Our key service providers and their data processing locations include:

  • Supabase: United States (database, authentication, storage);
  • Stripe: United States (payment processing);
  • Resend: United States (email delivery);
  • LiveKit: United States (livestreaming infrastructure).

12. Cookies

We use cookies and similar tracking technologies to operate and improve the Service. For comprehensive information about the cookies we use, how they work, and how to manage them, please see our Cookie Policy.

Key cookies include Supabase authentication session cookies, which are essential for the Service to function. We also use functional cookies for preferences and analytics cookies for usage analysis.

13. Third-Party Links

The Service may contain links to third-party websites, applications, or services that are not operated by FITGYAL. We are not responsible for the privacy practices or content of these third parties. We encourage you to read the privacy policies of any third-party services you visit.

The inclusion of a link does not imply endorsement by FITGYAL. We have no control over and assume no responsibility for the content, privacy policies, or practices of any third-party sites or services.

14. Push Notifications

With your consent, we may send push notifications to your device regarding account activity, FitCoin rewards, streak reminders, social interactions, sweepstakes results, and other Service-related updates.

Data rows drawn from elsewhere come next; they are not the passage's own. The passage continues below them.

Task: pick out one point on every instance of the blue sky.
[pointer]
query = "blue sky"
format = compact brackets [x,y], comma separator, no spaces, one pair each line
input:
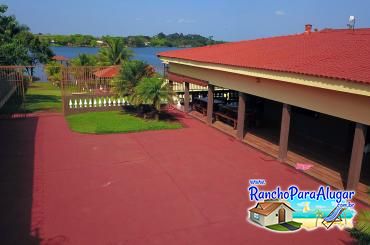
[227,20]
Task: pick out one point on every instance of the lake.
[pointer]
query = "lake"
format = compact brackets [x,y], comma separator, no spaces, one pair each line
[148,55]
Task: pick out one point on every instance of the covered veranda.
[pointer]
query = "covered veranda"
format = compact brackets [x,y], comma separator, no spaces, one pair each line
[331,146]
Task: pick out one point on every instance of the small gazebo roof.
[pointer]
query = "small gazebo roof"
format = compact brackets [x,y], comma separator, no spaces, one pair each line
[59,58]
[108,72]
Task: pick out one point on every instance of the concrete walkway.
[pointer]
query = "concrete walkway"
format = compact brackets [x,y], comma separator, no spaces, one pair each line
[185,186]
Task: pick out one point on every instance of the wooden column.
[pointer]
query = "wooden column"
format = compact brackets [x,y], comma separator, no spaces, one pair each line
[211,91]
[241,116]
[170,84]
[186,98]
[358,146]
[284,132]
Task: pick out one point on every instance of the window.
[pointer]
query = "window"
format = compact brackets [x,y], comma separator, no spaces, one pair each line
[256,216]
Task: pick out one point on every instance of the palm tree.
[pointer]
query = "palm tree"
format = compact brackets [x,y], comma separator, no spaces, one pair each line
[153,91]
[115,53]
[319,214]
[130,75]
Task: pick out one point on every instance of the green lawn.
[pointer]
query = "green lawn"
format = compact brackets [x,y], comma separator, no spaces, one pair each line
[40,96]
[114,122]
[43,96]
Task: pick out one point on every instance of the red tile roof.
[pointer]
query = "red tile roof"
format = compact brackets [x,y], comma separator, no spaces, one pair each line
[59,58]
[108,72]
[339,54]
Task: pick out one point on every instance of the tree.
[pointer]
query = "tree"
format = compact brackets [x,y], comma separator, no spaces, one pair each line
[115,53]
[130,74]
[152,91]
[18,46]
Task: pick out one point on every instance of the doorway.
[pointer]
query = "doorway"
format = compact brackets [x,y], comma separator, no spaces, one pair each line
[281,215]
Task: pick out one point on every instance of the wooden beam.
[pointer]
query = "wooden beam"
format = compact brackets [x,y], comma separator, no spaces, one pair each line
[358,146]
[211,91]
[240,131]
[284,133]
[186,98]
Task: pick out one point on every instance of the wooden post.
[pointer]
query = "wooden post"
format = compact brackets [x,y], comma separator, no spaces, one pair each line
[284,133]
[186,98]
[358,146]
[211,91]
[241,116]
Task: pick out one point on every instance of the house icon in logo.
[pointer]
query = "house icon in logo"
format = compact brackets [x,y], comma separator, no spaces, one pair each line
[271,212]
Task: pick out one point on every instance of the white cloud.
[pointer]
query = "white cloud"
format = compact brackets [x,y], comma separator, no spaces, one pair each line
[279,12]
[185,21]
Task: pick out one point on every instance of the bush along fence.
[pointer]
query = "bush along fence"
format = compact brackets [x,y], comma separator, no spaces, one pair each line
[88,88]
[85,103]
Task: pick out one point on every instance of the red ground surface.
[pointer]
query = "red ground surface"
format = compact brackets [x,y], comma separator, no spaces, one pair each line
[185,186]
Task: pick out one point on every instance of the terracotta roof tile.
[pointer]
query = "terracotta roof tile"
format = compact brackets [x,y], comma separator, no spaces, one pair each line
[339,54]
[108,72]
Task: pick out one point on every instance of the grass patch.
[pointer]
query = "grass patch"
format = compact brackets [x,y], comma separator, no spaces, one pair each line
[40,96]
[114,122]
[43,96]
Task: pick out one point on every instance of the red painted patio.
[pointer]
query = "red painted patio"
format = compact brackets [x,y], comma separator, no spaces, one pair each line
[184,186]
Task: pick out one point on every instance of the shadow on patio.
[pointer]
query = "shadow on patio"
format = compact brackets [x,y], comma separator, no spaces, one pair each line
[17,140]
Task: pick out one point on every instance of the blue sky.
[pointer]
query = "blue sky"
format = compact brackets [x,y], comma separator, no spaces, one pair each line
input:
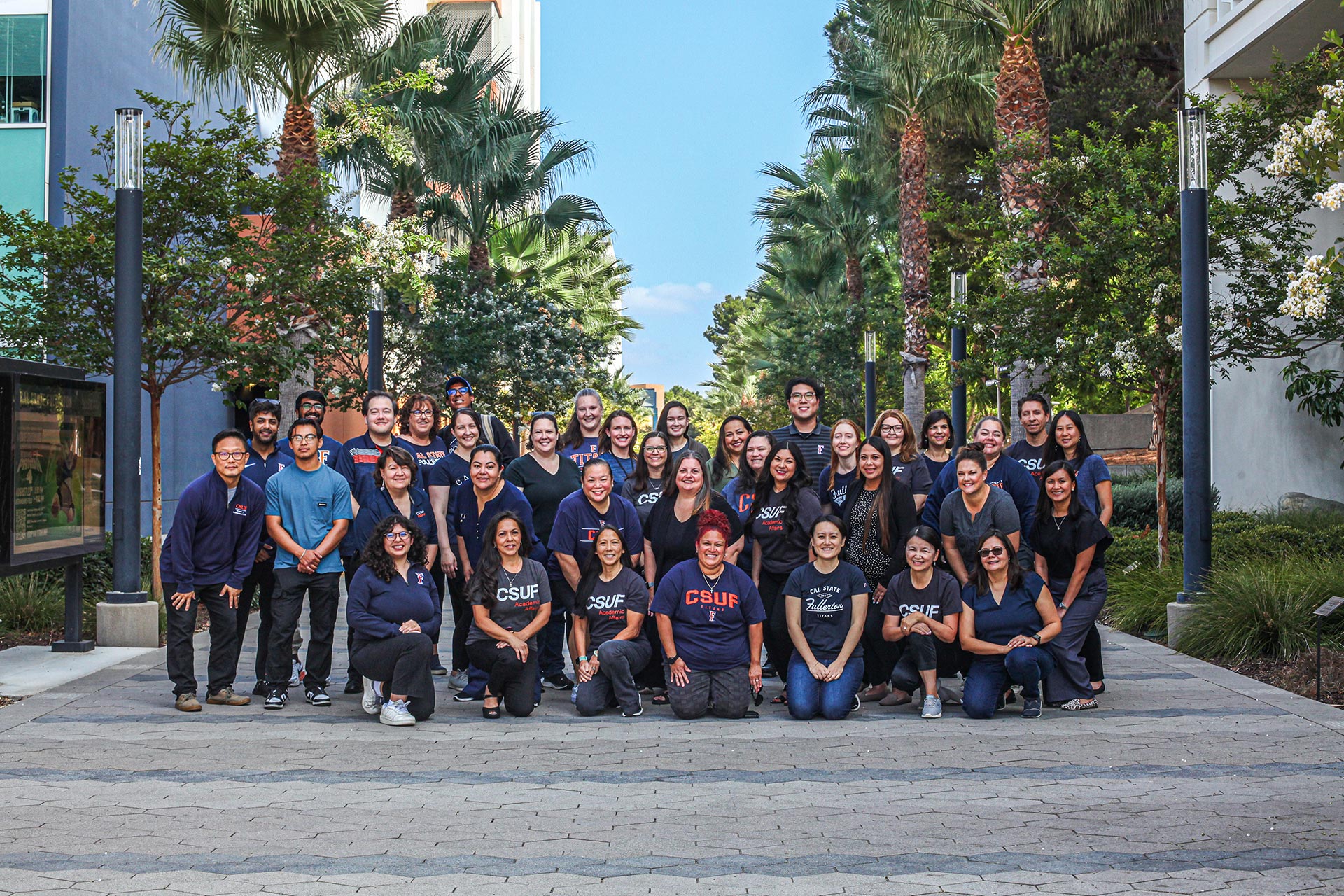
[683,102]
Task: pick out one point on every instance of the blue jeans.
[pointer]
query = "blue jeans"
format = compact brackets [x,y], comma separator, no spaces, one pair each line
[809,697]
[991,676]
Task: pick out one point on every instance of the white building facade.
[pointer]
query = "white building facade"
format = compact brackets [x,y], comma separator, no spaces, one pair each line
[1262,447]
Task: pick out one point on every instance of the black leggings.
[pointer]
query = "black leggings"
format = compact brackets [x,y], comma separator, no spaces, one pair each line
[512,680]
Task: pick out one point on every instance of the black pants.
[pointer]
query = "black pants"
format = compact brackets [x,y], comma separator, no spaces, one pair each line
[323,590]
[223,640]
[777,641]
[402,664]
[512,680]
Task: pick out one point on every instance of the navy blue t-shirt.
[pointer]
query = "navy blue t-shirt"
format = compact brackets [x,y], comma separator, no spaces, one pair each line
[827,606]
[577,524]
[710,624]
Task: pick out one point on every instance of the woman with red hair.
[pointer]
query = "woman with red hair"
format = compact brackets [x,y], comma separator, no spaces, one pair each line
[711,624]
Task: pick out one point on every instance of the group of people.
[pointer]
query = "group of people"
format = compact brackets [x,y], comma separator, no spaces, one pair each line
[857,567]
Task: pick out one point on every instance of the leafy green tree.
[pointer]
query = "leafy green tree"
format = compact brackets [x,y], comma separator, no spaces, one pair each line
[233,261]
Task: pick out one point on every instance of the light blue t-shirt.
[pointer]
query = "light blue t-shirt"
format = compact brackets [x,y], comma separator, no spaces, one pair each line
[1092,472]
[308,504]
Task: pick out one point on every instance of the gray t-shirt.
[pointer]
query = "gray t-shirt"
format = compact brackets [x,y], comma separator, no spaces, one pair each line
[955,520]
[518,599]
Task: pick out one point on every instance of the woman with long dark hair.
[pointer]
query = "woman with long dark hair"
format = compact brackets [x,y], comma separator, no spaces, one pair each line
[585,428]
[616,447]
[394,613]
[1068,441]
[1070,545]
[878,511]
[1006,621]
[644,486]
[610,647]
[676,422]
[936,441]
[843,468]
[727,454]
[511,602]
[783,514]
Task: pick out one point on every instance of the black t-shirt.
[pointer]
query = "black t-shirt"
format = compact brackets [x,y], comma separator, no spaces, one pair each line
[939,601]
[784,548]
[1030,456]
[608,602]
[672,539]
[827,606]
[1062,539]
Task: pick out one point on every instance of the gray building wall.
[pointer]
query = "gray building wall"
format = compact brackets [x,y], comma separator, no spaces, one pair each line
[101,52]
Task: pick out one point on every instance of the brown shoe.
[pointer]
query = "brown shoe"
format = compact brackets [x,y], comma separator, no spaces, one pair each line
[226,697]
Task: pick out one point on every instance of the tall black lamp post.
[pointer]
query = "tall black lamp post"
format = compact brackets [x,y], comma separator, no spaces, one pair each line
[958,354]
[870,381]
[1194,309]
[127,333]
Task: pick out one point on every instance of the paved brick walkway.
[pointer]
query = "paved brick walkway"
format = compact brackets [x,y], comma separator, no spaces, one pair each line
[1191,780]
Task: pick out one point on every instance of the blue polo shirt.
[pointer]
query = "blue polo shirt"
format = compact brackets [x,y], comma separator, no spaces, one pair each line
[214,539]
[308,505]
[378,508]
[577,523]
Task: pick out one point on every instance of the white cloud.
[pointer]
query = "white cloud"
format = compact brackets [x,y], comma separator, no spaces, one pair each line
[670,298]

Opt-out: You can opt out of push notifications at any time by:

  • Adjusting notification settings within the FITGYAL app;
  • Disabling notifications for FITGYAL in your device’s system settings (Settings > Notifications on iOS; Settings > Apps > FITGYAL > Notifications on Android);
  • Contacting us at support@fitgyal.us.

Opting out of push notifications will not affect your ability to use the Service, but you may miss time-sensitive updates such as sweepstakes results and streak reminders.

15. Changes to This Policy

We may update this Privacy Policy from time to time. When we make material changes, we will:

  • Update the “Last updated” date at the top of this Privacy Policy;
  • Notify you via email, in-app notification, or push notification;
  • Post the updated Privacy Policy on our website at fitgyal.us;
  • Where required by law (e.g., under GDPR), obtain your consent for material changes to how we process your data.

We encourage you to periodically review this Privacy Policy for the latest information about our data practices. Your continued use of the Service after any changes to this Privacy Policy constitutes your acceptance of such changes.

16. Contact Information

If you have any questions, concerns, or requests regarding this Privacy Policy or our data practices, please contact us:

For GDPR-related inquiries, EU residents may also contact our Data Protection Officer at the email address above. We will respond to all privacy-related inquiries within 30 days.

This Privacy Policy is effective as of March 12, 2026.